Your listening system, be it speakers or headphones, needs to have enough fidelity for you to hear what you're doing. You need to be able to hear subtle effects behind instruments, hear reverb trails in a dense mix, etc., to be able to create them. Fidelity is actually cheaper to achieve with good headphones. I'm very happy with my AKG k702.
But fidelity aside, you probably won't be able to achieve a perfectly accurate monitoring system. Very, very few engineers have perfectly accurate systems. But good engineers know their speakers or headphones inside and out. They know how things should sound on them, and what they don't do well. Then they compensate. I know that if I mix with my k702 headphones, I'll add way too much 50 Hz to make it sound good to me, and it won't translate well to other systems. So if I mix on those headphones, I know to keep the bass sounding light at 50 Hz.

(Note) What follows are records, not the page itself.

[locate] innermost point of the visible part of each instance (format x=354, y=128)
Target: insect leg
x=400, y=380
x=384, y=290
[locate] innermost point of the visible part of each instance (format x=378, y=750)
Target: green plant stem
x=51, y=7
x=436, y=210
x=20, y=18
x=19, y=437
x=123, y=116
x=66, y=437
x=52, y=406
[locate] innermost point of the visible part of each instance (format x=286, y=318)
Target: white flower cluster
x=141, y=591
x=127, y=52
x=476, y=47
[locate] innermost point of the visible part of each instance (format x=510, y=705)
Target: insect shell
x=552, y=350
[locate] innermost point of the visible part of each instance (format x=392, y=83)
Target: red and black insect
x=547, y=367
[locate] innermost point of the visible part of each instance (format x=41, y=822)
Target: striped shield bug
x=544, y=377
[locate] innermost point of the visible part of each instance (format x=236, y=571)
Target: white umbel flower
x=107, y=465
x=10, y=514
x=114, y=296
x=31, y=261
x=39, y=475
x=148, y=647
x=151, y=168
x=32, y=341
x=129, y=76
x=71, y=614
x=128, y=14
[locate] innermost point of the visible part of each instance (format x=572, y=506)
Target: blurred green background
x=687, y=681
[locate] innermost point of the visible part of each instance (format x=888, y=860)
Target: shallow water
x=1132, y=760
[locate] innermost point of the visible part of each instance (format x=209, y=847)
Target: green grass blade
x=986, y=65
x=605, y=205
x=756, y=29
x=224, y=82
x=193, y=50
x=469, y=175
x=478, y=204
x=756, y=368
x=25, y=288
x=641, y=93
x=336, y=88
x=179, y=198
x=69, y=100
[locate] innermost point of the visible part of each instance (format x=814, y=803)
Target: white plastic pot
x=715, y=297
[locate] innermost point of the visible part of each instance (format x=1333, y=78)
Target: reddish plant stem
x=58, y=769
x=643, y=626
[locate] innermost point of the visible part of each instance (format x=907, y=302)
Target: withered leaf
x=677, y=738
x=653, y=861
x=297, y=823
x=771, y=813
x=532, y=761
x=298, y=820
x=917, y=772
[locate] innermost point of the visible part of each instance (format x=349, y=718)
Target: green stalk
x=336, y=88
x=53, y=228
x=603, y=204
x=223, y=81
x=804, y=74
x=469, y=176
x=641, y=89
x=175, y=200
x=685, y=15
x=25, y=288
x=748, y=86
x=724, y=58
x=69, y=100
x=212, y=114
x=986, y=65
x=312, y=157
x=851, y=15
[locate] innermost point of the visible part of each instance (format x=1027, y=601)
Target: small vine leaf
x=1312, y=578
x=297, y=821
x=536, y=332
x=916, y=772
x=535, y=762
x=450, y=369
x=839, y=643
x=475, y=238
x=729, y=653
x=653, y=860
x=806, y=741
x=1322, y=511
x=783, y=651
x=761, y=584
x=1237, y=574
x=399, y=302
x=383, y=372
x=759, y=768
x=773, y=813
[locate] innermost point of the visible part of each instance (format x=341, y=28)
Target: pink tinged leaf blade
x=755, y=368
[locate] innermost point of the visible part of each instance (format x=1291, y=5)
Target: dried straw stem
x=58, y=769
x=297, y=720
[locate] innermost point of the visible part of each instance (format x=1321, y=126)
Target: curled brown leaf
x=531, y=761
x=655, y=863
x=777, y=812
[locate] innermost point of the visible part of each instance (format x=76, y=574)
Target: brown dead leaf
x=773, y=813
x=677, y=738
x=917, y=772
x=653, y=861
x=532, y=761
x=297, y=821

And if I had to work that way all the time, I'd become very good at judging how much bass I should hear on my headphones in order to sound good on other stereos.
Whatever you mix on, speakers or headphones, use them to listen to everything in every genre. Bands you like, famous recordings, YouTube videos, movies, etc. Know how they sound, and know how things sound on them. Then make your music sound the same way on those speakers or headphones instead of making it sound perfect. That's what good engineers do: they compensate for their monitoring system's flaws.
And using reference tracks really helps. If you want your mix to sound like Drake or Katy Perry, then switch back and forth between your mix and Drake's or Katy Perry's. Hear how loud the kick drum is, the snare drum, the vocals, etc. If that mix sounds super crispy, make yours sound equally crispy. Because the crispiness is likely in your headphones, not their music. If their kick drum sounds quiet, make yours sound quiet too. This will help you make music that translates.